Bahkan, hubungan ini diperkuat saat keduanya mengikuti proses seleksi sebagai penyelenggara pemilu. Relasi semacam ini, jika dibiarkan, dapat merusak kredibilitas lembaga penyelenggara dan menurunkan tingkat kepercayaan publik terhadap hasil pemilu.
Fenomena ini memperlihatkan betapa mudahnya prinsip netralitas tergeser ketika penyelenggara pemilu terlalu dekat dengan dunia politik. Ketika seorang penyelenggara memperluas pengaruhnya ke arena politik, batas moral yang seharusnya jelas mulai kabur.
Jika praktik seperti ini terus berlanjut, maka kepercayaan publik terhadap penyelenggara pemilu akan terus terkikis, menciptakan jurang ketidakpercayaan yang semakin dalam.
Dilema Kepercayaan Publik
Pilkada dan Pemilu 2024 telah berlalu, tetapi bayang-bayang keraguan masih terus membayangi perjalanan demokrasi Indonesia kemarin. Karena berbagai sidang DKPP di berbagai daerah banyak membuka tabir kelam tentang praktik yang mencederai integritas proses pemilu. Jika lembaga penyelenggara tidak mampu menjaga jarak dari pengaruh politik, bagaimana mereka bisa dipercaya untuk menegakkan keadilan dalam setiap proses pemilihan?
Pengawas pemilu bukan hanya penjaga kotak suara, tetapi simbol keadilan dan kepercayaan publik. Jika pengawas gagal menjaga integritas, mereka hanya akan menjadi bayang-bayang kekuasaan, bukan benteng keadilan yang seharusnya mereka wakili. Demokrasi tanpa integritas hanyalah mekanisme kosong, tanpa jiwa dan tanpa makna.
Memulihkan Kepercayaan Publik
Sidang ini harus menjadi momentum penting untuk memperbaiki kembali pondasi kepercayaan publik.
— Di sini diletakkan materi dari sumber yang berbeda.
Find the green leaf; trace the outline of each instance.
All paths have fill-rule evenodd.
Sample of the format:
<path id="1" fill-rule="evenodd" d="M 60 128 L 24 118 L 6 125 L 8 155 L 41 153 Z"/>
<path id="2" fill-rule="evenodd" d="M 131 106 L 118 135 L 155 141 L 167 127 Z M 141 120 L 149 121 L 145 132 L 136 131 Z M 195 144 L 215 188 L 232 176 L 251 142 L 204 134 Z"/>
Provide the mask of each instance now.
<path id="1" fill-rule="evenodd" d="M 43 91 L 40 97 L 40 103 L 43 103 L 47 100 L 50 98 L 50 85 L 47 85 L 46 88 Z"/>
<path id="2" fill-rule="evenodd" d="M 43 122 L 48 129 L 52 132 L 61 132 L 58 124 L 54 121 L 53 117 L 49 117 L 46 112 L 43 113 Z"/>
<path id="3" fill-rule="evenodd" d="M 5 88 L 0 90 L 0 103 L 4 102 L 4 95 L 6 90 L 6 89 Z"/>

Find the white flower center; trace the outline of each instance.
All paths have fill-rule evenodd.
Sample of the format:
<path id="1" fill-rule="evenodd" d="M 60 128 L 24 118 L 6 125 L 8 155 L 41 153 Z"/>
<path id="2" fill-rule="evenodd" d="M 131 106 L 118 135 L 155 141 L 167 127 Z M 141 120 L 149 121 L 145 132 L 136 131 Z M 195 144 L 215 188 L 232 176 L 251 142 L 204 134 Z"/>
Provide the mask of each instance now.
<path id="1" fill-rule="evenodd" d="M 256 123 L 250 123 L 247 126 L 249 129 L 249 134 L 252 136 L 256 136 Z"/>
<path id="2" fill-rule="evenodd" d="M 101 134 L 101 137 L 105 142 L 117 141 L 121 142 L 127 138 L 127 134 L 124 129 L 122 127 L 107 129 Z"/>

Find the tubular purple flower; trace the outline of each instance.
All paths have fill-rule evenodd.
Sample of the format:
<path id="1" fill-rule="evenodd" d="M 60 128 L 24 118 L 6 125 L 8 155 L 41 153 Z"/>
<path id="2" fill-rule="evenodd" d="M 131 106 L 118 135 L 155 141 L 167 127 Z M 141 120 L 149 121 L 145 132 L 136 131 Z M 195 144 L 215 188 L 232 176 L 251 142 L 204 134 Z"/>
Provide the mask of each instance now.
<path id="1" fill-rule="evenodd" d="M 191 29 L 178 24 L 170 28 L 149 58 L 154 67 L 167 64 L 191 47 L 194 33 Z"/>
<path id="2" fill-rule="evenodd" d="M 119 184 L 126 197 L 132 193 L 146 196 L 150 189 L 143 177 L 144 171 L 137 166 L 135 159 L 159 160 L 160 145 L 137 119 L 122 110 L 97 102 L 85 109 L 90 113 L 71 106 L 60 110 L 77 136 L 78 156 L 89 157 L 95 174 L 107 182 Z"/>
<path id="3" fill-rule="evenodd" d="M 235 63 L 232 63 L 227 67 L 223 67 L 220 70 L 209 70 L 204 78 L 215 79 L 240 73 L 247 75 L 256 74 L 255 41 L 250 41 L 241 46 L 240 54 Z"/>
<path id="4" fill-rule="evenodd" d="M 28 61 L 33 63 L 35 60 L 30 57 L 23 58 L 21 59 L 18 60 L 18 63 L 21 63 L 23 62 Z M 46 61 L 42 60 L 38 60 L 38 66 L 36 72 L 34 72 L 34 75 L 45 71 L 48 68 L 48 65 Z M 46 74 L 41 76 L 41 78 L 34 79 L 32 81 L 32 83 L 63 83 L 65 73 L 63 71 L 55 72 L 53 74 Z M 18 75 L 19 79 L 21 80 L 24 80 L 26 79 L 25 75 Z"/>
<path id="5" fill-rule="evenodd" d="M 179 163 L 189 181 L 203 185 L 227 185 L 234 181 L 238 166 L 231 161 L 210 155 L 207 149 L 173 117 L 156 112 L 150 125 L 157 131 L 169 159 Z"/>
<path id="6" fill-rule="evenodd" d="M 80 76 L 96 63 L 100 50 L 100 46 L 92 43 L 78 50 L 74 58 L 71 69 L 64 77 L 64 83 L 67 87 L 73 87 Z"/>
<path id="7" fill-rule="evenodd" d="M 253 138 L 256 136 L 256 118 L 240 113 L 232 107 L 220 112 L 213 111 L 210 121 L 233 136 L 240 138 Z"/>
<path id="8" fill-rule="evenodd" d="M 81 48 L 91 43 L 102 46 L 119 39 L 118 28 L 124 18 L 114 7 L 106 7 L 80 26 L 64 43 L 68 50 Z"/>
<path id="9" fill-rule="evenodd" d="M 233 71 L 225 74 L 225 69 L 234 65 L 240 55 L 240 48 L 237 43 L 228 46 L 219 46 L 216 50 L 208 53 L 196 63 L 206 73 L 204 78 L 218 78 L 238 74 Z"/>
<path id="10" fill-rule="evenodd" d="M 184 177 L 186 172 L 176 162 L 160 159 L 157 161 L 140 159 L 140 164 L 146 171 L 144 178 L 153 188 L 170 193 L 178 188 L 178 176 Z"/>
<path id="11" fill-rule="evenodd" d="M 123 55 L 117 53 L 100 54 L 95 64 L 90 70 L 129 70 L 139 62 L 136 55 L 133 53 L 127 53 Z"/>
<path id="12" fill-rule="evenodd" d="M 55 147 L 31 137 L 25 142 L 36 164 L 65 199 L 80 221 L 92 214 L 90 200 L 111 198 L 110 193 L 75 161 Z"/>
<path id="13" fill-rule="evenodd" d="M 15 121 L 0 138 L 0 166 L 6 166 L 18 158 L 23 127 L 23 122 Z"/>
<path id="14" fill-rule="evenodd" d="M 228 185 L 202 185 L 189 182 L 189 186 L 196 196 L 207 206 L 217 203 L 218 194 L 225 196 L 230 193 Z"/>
Bawaslu dan KPU pusat harus berani bertindak tegas dalam menindak pelanggaran kode etik tanpa pandang bulu. Ini bukan hanya soal menjaga kredibilitas, tetapi juga memperbaiki tata kelola internal yang terus menjadi sorotan pasca Pemilu 2024. Pengawas pemilu harus kembali ke prinsip dasar, menjadi benteng yang kokoh di tengah dinamika politik yang terus berubah.
Penutup
Demokrasi hanya bisa bertahan jika dijaga oleh penyelenggara yang jujur dan berintegritas. Ketika prinsip ini tergerus, maka suara rakyat hanya akan menjadi gema hampa dalam lorong kekuasaan yang gelap.
Inilah saatnya bagi penyelenggara pemilu untuk kembali ke akar, menjadi benteng yang tak tergoyahkan di tengah badai, agar kelak demokrasi Indonesia bukan hanya bertahan, tetapi berjalan dengan tegap dan penuh keyakinan. Semoga.
*Dewan Pembina Yayasan Peduli Literasi Demokrasi Riau (YPLDR), Ketua KPU Provinsi Riau 2019–2024, anggota TPD DKPP 2014–2016 dan 2023–2024.